A couple of nights ago, in the Esolangs Discord server, a user named kepe was trying to solve last years’ Canadian Computing Competition (CCC for short) problems. He couldn’t solve some of them, and most importantly he didn’t know graphs well and the next CCC was the next day. So a thread made to help him. After some time, a “troll” joined the thread (She didn’t want me to use her name. She was probably not serious, but that’s how I’ll refer to her from now on) The first question of CCC 2022 quickly grab her attention, because she had already solved a variant of it before.

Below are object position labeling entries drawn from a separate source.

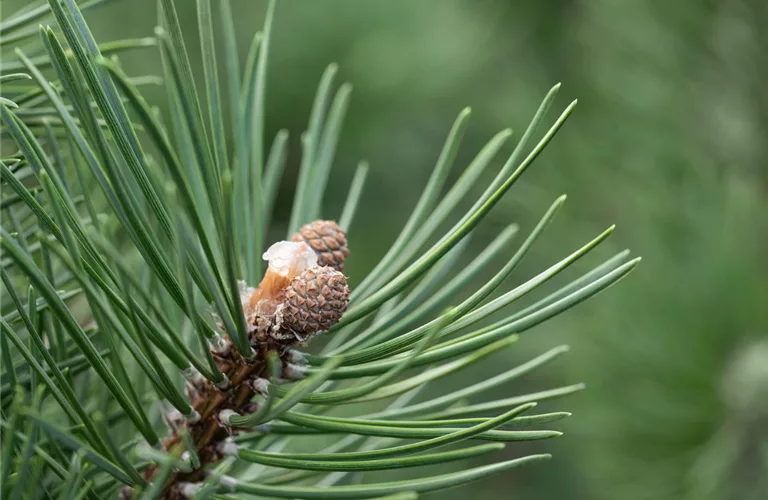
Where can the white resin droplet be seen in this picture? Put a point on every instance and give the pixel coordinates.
(286, 257)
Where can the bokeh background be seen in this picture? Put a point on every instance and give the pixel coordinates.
(669, 141)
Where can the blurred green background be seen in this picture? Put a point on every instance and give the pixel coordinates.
(669, 141)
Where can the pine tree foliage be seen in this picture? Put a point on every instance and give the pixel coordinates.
(126, 237)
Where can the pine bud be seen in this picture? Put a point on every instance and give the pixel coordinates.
(314, 301)
(328, 241)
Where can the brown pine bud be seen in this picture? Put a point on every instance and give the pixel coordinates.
(328, 240)
(314, 301)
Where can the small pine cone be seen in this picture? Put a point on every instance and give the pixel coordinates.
(328, 241)
(314, 301)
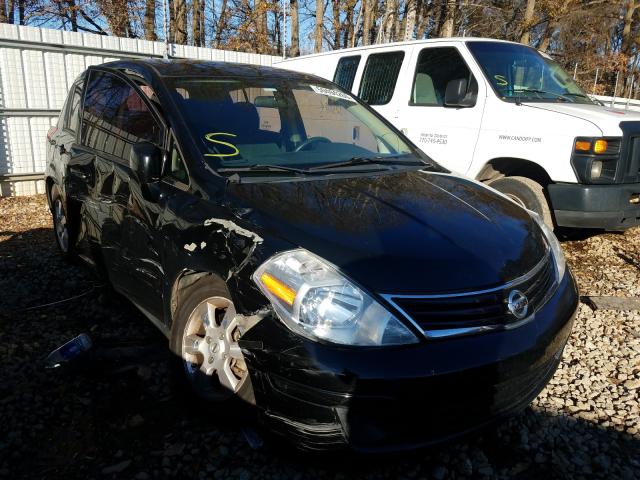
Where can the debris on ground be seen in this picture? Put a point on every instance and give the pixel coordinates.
(126, 418)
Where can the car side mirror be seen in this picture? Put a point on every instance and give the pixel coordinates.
(458, 94)
(145, 160)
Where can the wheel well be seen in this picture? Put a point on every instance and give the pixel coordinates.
(509, 167)
(185, 280)
(48, 186)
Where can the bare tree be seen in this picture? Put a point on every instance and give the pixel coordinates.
(150, 20)
(295, 29)
(319, 25)
(449, 19)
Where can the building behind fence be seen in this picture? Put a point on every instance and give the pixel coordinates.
(37, 68)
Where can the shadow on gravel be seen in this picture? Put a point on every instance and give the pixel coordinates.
(120, 414)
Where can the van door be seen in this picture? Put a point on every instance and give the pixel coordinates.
(447, 134)
(377, 86)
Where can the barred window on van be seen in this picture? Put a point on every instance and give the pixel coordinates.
(380, 77)
(346, 71)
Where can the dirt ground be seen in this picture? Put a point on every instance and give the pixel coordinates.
(118, 414)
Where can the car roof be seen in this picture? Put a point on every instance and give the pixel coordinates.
(200, 68)
(401, 44)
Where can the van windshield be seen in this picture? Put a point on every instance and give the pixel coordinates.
(249, 122)
(519, 73)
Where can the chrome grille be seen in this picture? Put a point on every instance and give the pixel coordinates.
(473, 312)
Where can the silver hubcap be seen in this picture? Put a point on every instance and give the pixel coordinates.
(60, 224)
(210, 351)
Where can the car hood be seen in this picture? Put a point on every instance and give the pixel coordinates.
(605, 118)
(407, 232)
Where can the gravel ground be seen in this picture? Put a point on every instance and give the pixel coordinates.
(117, 415)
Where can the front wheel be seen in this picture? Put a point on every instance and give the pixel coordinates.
(527, 193)
(205, 337)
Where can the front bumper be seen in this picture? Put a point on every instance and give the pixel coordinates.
(325, 397)
(595, 206)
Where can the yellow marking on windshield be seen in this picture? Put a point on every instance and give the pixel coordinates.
(209, 137)
(502, 82)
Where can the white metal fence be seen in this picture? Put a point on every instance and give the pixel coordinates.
(37, 68)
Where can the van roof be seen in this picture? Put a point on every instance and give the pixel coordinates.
(399, 44)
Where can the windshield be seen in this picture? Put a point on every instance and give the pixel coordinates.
(520, 73)
(258, 122)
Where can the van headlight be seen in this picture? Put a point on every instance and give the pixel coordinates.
(554, 244)
(313, 299)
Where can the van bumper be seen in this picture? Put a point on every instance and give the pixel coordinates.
(595, 206)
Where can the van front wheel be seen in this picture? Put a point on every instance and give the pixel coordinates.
(527, 193)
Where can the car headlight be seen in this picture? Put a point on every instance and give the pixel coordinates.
(554, 244)
(312, 298)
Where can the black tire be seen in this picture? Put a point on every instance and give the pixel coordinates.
(527, 193)
(65, 224)
(207, 389)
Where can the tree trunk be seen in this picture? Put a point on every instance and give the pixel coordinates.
(367, 25)
(222, 23)
(527, 22)
(12, 11)
(356, 29)
(196, 24)
(388, 21)
(410, 20)
(319, 22)
(150, 21)
(449, 19)
(336, 24)
(295, 28)
(181, 21)
(423, 13)
(630, 6)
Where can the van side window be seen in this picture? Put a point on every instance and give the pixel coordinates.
(379, 77)
(346, 71)
(115, 117)
(435, 68)
(72, 122)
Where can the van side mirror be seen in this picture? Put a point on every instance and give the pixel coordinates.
(145, 160)
(459, 95)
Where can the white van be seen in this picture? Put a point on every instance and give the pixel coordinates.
(504, 114)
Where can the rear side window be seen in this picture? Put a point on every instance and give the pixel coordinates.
(72, 122)
(346, 71)
(115, 117)
(380, 77)
(435, 68)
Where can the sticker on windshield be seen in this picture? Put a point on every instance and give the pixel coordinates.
(209, 137)
(332, 93)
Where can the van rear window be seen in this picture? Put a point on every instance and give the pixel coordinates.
(380, 77)
(346, 71)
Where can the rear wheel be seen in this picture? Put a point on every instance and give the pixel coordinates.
(205, 337)
(64, 228)
(526, 193)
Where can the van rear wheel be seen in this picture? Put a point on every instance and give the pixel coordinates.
(526, 193)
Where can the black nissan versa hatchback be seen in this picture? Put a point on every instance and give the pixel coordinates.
(300, 253)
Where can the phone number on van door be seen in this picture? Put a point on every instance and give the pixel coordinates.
(433, 138)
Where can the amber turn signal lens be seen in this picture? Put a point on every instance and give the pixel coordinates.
(583, 145)
(600, 146)
(279, 289)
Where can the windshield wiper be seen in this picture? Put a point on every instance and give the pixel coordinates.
(365, 161)
(263, 168)
(541, 92)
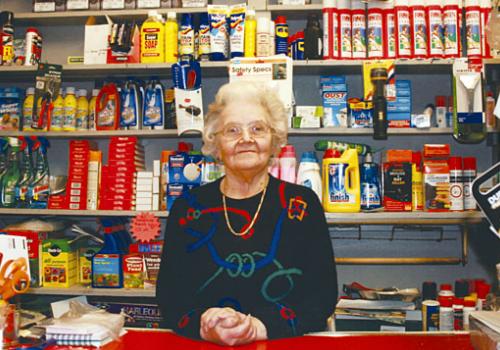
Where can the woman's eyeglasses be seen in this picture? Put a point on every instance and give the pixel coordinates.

Here’s the question itself;

Finn loves Fours and Fives. In fact, he loves them so much that he wants to know the number of ways a number can be formed by using a sum of fours and fives, where the order of the fours and fives does not matter. If Finn wants to form the number 14, there is one way to do this which is 14 = 4 + 5 + 5. As another example, if Finn wants to form the number 20, this can be done two ways, which are 20 = 4 + 4 + 4 + 4 + 4 and 20 = 5 + 5 + 5 + 5. As a final example, Finn can form the number 40 in three ways: 40 = 4 + 4 + 4 + 4 + 4 + 4 + 4 + 4 + 4 + 4, 40 = 4 + 4 + 4 + 4 + 4 + 5 + 5 + 5 + 5, and 40 = 5 + 5 + 5 + 5 + 5 + 5 + 5 + 5. Your task is to help Finn determine the number of ways that a number can be written as a sum of fours and fives.

First, let’s look at kepe’s code:

pub fn fours_fives(n: u32) -> u32 {
    // n = 4a + 5b
    // find how many combinations of (a, b) are valid
    // for any given a, there won't be solutions (a, X) and (a, Y)
    // so we just need to find X
    let mut total = 0;
    for a in 0..(n / 4) {
        // n = 4a + 5b
        // b = (n - 4a) / 5
        let q = n - 4*a;
        if q % 5 == 0 {
            total += 1;
        }
    }
    total
}

The code is well documented, and easy to understand, it produces wrong answers for n values that divide 4, but that is not a big issue.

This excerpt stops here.